Automatic Human Identification Via CCTV Using Gait Analysis

Authors

  • Shamna A L  Department of Computer Science and Engineering, College of Engineering Pathanapuram , Pathanpuram, Kollam, Kerala, India
  • Ranjith E  Department of Computer Science and Engineering, College of Engineering Pathanapuram , Pathanpuram, Kollam, Kerala, India
  • Himesh S  Department of Computer Science and Engineering, Younus College of Engineering and Technology, Pallimukku, Vadakkevila, Kollam, Kerala, India
  • Jerin Shaji  Department of Computer Science and Engineering, College of Engineering Pathanapuram , Pathanpuram, Kollam, Kerala, India
  • Hariharan B  Department of Computer Science and Engineering, College of Engineering Pathanapuram , Pathanpuram, Kollam, Kerala, India

Keywords:

Human Identification, Gait Analysis, Surveillance System, Face Recognition

Abstract

Human identification using gait has received an increasing attention from the research community due to a rapid deployment of CCTV cameras. Even a small shop to large corporate office have this surveillance system. Human identification can serve many purposes. It can be used for access control, allows prosecution when a crime was committed or can even serve as an early warning system to enable the prevention of crimes. In this project we suggest a cost effective way to make the existing system to automatically identify a person using face and motion detection.

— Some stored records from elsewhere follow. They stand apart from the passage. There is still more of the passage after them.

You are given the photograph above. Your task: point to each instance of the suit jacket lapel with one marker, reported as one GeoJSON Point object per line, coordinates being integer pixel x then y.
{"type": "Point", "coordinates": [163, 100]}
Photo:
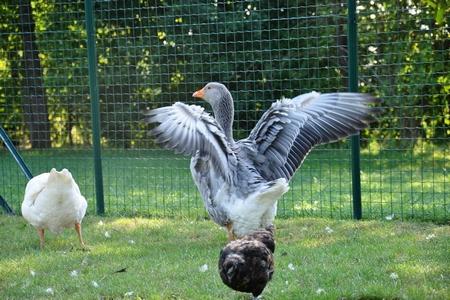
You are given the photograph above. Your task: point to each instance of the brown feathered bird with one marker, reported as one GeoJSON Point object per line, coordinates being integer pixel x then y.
{"type": "Point", "coordinates": [246, 264]}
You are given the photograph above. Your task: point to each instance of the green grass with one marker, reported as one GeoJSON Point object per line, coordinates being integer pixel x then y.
{"type": "Point", "coordinates": [355, 261]}
{"type": "Point", "coordinates": [411, 184]}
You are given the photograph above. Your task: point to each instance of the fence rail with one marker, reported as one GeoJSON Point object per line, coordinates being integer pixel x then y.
{"type": "Point", "coordinates": [75, 75]}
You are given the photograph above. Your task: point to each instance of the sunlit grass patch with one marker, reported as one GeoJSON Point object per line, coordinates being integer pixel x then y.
{"type": "Point", "coordinates": [152, 258]}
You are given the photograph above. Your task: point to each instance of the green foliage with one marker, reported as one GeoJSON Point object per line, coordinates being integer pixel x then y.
{"type": "Point", "coordinates": [151, 55]}
{"type": "Point", "coordinates": [405, 184]}
{"type": "Point", "coordinates": [162, 257]}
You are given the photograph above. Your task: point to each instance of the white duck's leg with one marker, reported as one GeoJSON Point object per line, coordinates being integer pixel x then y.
{"type": "Point", "coordinates": [80, 237]}
{"type": "Point", "coordinates": [41, 237]}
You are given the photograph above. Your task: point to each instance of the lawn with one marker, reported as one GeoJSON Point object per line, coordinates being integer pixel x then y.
{"type": "Point", "coordinates": [161, 259]}
{"type": "Point", "coordinates": [403, 184]}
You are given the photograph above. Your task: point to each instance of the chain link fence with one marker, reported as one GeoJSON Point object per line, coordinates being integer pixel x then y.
{"type": "Point", "coordinates": [153, 53]}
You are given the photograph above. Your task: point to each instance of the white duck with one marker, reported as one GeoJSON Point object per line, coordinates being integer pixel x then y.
{"type": "Point", "coordinates": [53, 201]}
{"type": "Point", "coordinates": [241, 181]}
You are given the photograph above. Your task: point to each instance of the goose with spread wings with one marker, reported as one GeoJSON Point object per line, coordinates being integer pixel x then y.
{"type": "Point", "coordinates": [241, 181]}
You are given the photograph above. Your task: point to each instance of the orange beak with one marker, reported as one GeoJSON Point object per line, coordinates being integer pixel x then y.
{"type": "Point", "coordinates": [199, 94]}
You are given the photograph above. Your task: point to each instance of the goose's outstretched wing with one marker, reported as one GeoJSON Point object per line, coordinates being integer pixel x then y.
{"type": "Point", "coordinates": [286, 132]}
{"type": "Point", "coordinates": [187, 129]}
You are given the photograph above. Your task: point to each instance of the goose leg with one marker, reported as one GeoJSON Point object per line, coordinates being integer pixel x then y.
{"type": "Point", "coordinates": [80, 237]}
{"type": "Point", "coordinates": [41, 237]}
{"type": "Point", "coordinates": [231, 236]}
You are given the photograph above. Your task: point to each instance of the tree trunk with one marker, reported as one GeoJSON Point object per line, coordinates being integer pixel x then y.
{"type": "Point", "coordinates": [34, 103]}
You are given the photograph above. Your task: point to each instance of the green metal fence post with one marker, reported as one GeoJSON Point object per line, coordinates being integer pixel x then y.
{"type": "Point", "coordinates": [95, 106]}
{"type": "Point", "coordinates": [353, 87]}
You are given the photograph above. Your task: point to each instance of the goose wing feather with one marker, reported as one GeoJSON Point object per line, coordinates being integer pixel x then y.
{"type": "Point", "coordinates": [187, 129]}
{"type": "Point", "coordinates": [288, 130]}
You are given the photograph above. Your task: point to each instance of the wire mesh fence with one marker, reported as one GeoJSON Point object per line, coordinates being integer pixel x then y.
{"type": "Point", "coordinates": [151, 54]}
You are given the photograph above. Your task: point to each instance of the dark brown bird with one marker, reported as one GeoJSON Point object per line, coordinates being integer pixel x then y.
{"type": "Point", "coordinates": [246, 264]}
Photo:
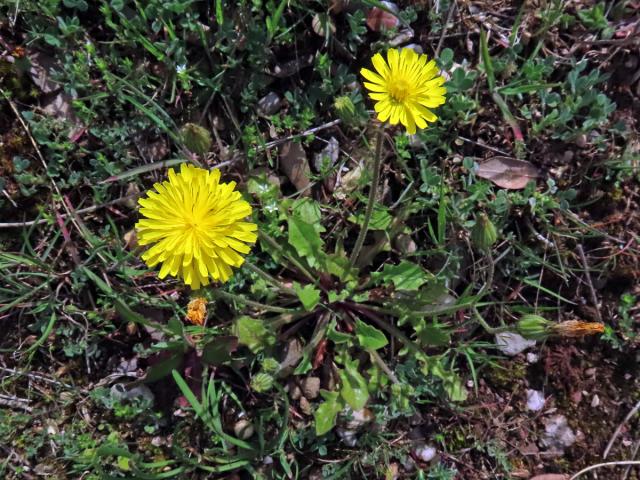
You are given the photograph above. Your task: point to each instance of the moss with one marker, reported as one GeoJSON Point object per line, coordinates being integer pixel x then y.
{"type": "Point", "coordinates": [505, 374]}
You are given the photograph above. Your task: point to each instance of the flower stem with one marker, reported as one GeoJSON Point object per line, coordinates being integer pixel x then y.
{"type": "Point", "coordinates": [373, 193]}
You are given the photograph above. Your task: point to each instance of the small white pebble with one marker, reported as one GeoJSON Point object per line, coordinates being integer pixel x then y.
{"type": "Point", "coordinates": [532, 357]}
{"type": "Point", "coordinates": [511, 343]}
{"type": "Point", "coordinates": [424, 453]}
{"type": "Point", "coordinates": [535, 400]}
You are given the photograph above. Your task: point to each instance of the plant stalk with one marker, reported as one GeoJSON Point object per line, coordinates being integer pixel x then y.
{"type": "Point", "coordinates": [373, 193]}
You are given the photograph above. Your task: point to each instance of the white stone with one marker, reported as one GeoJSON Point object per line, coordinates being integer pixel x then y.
{"type": "Point", "coordinates": [535, 400]}
{"type": "Point", "coordinates": [425, 453]}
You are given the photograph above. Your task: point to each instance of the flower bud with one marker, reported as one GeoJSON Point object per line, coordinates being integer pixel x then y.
{"type": "Point", "coordinates": [345, 109]}
{"type": "Point", "coordinates": [270, 365]}
{"type": "Point", "coordinates": [483, 234]}
{"type": "Point", "coordinates": [196, 138]}
{"type": "Point", "coordinates": [534, 327]}
{"type": "Point", "coordinates": [262, 382]}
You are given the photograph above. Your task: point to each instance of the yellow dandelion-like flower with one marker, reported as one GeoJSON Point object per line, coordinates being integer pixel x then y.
{"type": "Point", "coordinates": [405, 87]}
{"type": "Point", "coordinates": [576, 328]}
{"type": "Point", "coordinates": [196, 227]}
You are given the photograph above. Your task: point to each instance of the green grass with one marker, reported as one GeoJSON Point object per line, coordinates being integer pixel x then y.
{"type": "Point", "coordinates": [392, 331]}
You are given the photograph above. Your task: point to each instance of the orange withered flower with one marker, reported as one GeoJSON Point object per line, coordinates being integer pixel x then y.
{"type": "Point", "coordinates": [197, 311]}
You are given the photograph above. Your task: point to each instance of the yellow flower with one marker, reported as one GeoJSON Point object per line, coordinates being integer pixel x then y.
{"type": "Point", "coordinates": [195, 224]}
{"type": "Point", "coordinates": [197, 311]}
{"type": "Point", "coordinates": [405, 87]}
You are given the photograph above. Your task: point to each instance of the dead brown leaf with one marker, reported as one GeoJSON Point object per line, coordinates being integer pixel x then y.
{"type": "Point", "coordinates": [294, 164]}
{"type": "Point", "coordinates": [378, 19]}
{"type": "Point", "coordinates": [508, 172]}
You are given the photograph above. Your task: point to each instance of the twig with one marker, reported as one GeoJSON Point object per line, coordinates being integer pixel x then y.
{"type": "Point", "coordinates": [634, 453]}
{"type": "Point", "coordinates": [633, 411]}
{"type": "Point", "coordinates": [445, 27]}
{"type": "Point", "coordinates": [493, 149]}
{"type": "Point", "coordinates": [594, 297]}
{"type": "Point", "coordinates": [311, 131]}
{"type": "Point", "coordinates": [82, 211]}
{"type": "Point", "coordinates": [15, 402]}
{"type": "Point", "coordinates": [37, 376]}
{"type": "Point", "coordinates": [607, 464]}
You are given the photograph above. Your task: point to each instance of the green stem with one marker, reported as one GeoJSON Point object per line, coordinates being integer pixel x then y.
{"type": "Point", "coordinates": [485, 325]}
{"type": "Point", "coordinates": [385, 368]}
{"type": "Point", "coordinates": [391, 329]}
{"type": "Point", "coordinates": [373, 192]}
{"type": "Point", "coordinates": [272, 280]}
{"type": "Point", "coordinates": [251, 303]}
{"type": "Point", "coordinates": [295, 262]}
{"type": "Point", "coordinates": [490, 274]}
{"type": "Point", "coordinates": [483, 291]}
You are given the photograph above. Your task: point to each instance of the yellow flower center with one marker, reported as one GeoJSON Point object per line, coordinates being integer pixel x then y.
{"type": "Point", "coordinates": [399, 89]}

However face recognition require both high resolution images and a relatively short distance but gait recognition can be used at long distances and does not require high resolution images and hence could be used in public with CCTV cameras. Here we create a processing module using raspberry pi 3 for this purpose and connect all existing surveillance systems to a single network. This module is connected to cloud server and it processes the CCTV video to detect the person. A single surveillance system requires only one module. If we provide information of a person in the server, whenever the person appear on any of CCTV connected to the network an automatic detection of corresponding person is done.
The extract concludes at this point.